Microregional heterogeneity of non-protein thiols in cervical carcinomas assessed by combined use of HPLC and fluorescence image analysis.

Under low oxygen conditions, non-protein thiols (NPSHs, non-protein sulfhydryls) can effectively compete for DNA radicals sites and hence represent a potentially important cause of radiation resistance in the clinic. Intra- and intertumoral heterogeneity of glutathione (GSH) and cysteine were assessed in cryostat sections of multiple biopsies obtained from 10 cervical carcinomas by the combined use of a sensitive high-performance liquid chromatography (HPLC) method and a fluorescence image analysis technique to examine the spatial distribution of NPSHs in tumor tissue.
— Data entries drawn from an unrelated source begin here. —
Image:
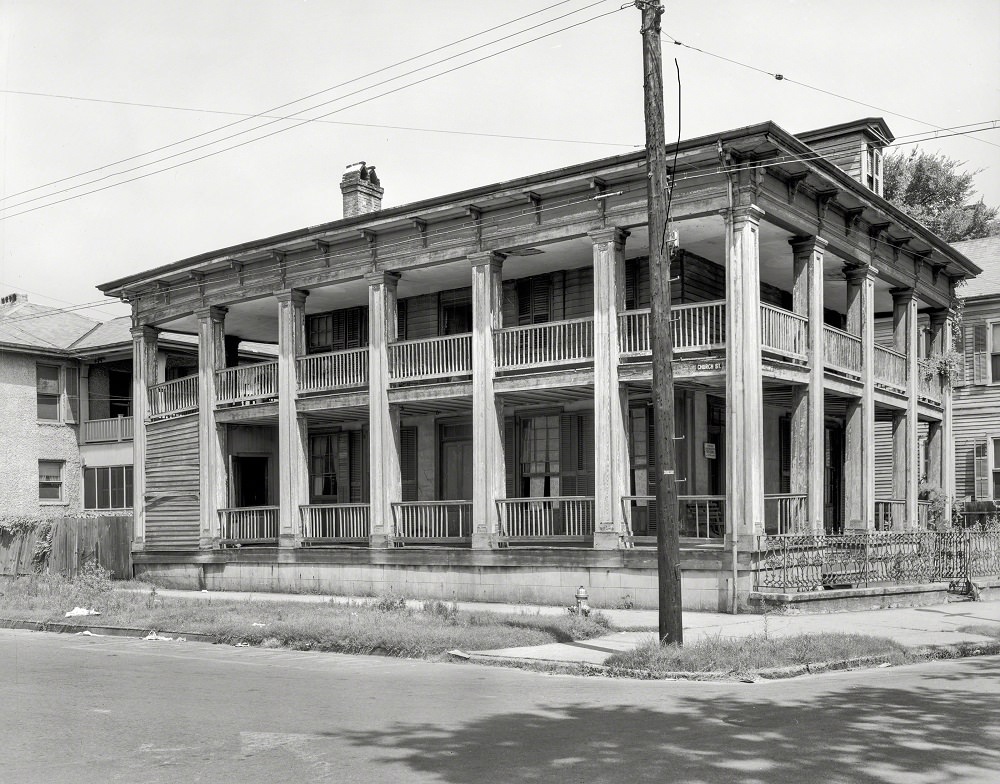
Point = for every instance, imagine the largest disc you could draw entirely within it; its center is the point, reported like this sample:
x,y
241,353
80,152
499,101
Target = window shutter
x,y
408,462
981,470
980,357
510,456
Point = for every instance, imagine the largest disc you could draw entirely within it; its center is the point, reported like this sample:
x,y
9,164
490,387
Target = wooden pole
x,y
667,537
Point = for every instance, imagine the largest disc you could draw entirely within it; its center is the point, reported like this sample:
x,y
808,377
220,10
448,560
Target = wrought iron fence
x,y
792,563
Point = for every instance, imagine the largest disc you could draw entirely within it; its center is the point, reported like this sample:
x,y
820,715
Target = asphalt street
x,y
100,709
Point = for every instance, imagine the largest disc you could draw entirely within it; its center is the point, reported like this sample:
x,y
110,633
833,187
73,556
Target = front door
x,y
249,480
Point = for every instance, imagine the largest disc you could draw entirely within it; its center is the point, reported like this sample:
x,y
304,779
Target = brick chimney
x,y
361,189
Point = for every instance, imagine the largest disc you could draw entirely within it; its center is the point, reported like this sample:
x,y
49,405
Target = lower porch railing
x,y
698,516
785,513
249,525
563,517
890,514
790,563
335,523
432,520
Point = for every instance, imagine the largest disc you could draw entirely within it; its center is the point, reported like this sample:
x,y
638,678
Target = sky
x,y
576,92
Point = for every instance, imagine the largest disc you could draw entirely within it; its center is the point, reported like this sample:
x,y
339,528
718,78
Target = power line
x,y
307,109
781,77
451,131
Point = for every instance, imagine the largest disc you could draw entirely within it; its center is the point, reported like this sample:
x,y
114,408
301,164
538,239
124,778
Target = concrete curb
x,y
97,629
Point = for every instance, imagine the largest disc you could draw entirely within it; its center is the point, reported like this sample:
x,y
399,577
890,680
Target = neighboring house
x,y
461,402
66,409
977,396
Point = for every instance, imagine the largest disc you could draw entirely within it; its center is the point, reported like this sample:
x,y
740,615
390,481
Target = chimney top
x,y
361,190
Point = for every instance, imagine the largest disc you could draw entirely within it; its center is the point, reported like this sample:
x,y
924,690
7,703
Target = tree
x,y
932,189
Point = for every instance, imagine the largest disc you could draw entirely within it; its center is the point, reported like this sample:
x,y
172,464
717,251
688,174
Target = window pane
x,y
89,488
48,407
117,487
103,488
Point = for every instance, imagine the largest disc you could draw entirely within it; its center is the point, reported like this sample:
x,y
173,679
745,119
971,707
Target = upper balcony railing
x,y
841,351
173,397
784,332
448,356
890,367
928,381
246,384
332,371
95,431
543,345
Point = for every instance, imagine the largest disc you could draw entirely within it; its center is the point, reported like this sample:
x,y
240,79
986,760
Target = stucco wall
x,y
24,441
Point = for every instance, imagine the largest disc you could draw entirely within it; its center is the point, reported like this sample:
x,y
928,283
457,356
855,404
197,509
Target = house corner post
x,y
293,443
385,486
744,390
488,485
808,424
211,435
144,350
611,463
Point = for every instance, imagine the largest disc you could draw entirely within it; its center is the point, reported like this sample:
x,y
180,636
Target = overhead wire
x,y
274,108
306,121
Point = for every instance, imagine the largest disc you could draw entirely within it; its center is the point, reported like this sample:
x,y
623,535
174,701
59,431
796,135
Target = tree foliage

Glutathione concentrations ranged from 1.98 to 4.42 mM; significant (> or =1 mM) concentrations of cysteine, a more effective radioprotector than GSH, were found in some tumors. By HPLC, the intratumoral heterogeneity of NPSHs was relatively small compared with the intertumoral heterogeneity. The histochemical stain 1-(4-chloromercuryphenoylazo)-2-napthol (mercury orange), which binds to GSH and cysteine, was used to determine the spatial distribution of NPSHs in tumor tissue. A comparison of NPSH levels in serial cryostat sections showed a close correlation between NPSH values determined by HPLC and mercury orange fluorescence quantification. Using fluorescence image analysis, an approximately 2-fold increase of NPSHs in tumor versus nonmalignant tissue was observed in the same section. Because some cervical carcinomas contain radiobiologically important levels of cysteine, agents that target the biochemical pathways maintaining tumor cysteine have therapeutic potential as adjuncts to radiotherapy in cervix cancer patients.